Each week, everyone would send an email around with:

  • Every significant task they planned to complete this week (the “Objectives” section)
  • A cut-and-paste of last week’s objectives with annotation for “DONE” and “NOT DONE” (the “Accomplishments” section)
  • A separate block in the accomplishments section for unexpected tasks you ended up doing

That was it. (Turns out, when I joined Facebook, they were still using something pretty similar at 1500 people.)

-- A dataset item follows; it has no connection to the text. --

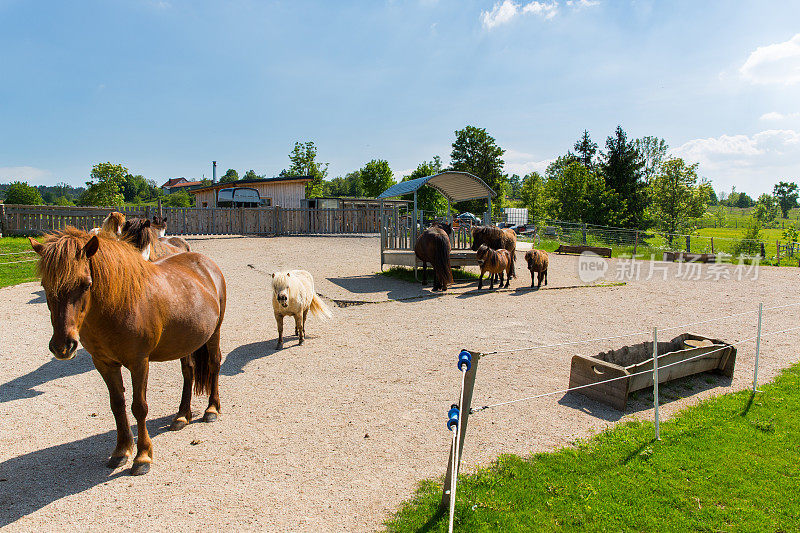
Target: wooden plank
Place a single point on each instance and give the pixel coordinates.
(579, 249)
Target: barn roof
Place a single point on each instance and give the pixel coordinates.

We ended up looking at this data a lot, for many years. Nearly everyone got about 60% of their previous week’s objectives done that week and small deltas between people didn’t mean anything. What was super predictive was that if you were either above 80% or below 40% something was wrong.

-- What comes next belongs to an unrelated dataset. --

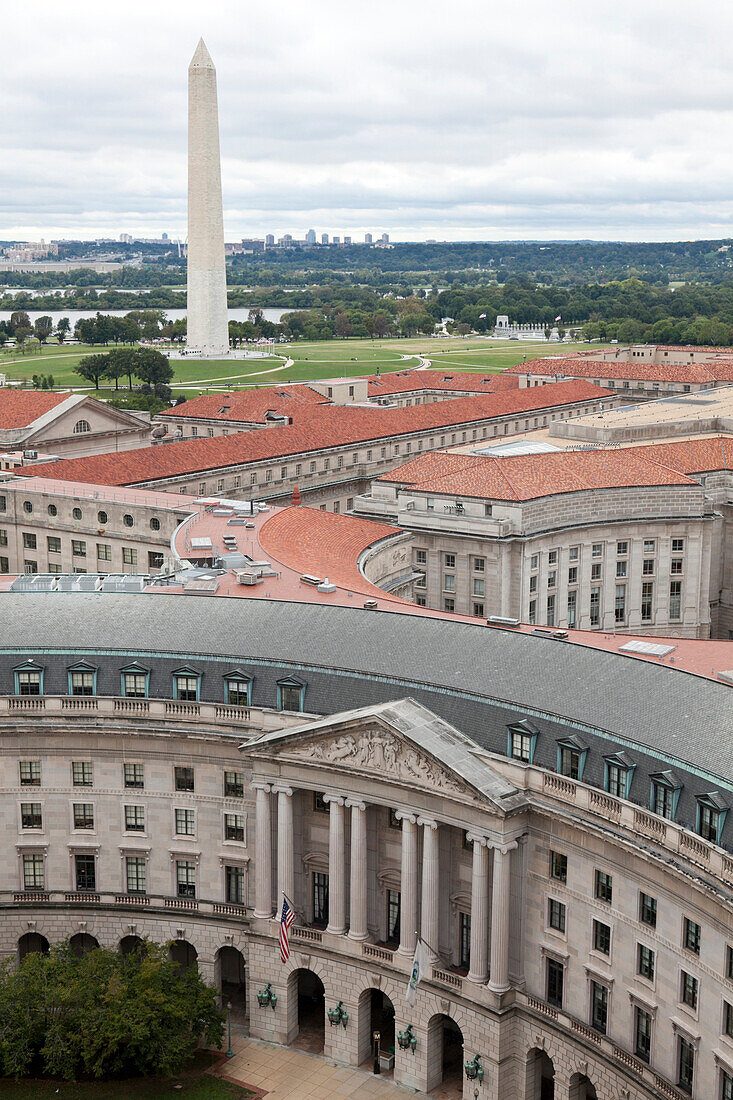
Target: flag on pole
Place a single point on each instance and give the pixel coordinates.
(420, 965)
(286, 919)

On the upper end, just getting everything done every week probably meant you weren’t taking on enough. It’s like 50%-likelihood goal setting (picking targets you are only 50% likely to hit) — it keeps teams from sandbagging and not being ambitious enough. On the low end, whether you were getting too distracted, had tooling or code issues, or were genuinely struggling with the tasks, early detection made it easier to help.

My 1/n rule

A’s and O’s also formed one my foundational rules of software development:

The likelihood of a developer being right about about what they’re working on is 1/n, where n is the estimated completion time in weeks

nota bene: I sometimes think it’s 1/(n^2), but that seems too depressing

I know. Lots of important projects, tasks, strategies take more than a week. Duh. But here’s the thing: until the people working on them can talk about them through the lens of what’s getting in a week, you don’t really understand the problem, so assume massive estimation error and plan accordingly.

Figure out how to increase raw development speed. Simplify. Decouple. Plan to be wrong a lot and make it completely acceptable for mistakes to be made. Hold people accountable for too many mistakes — are they in the wrong role? wrong tooling? a bad manager? — but focus accountability on the right levels. Don’t punish L4 engineers for working on the wrong thing when it was a pack of directors who made a decision while packed in a clown car.

To me, all of this comes out of the 1/n estimation.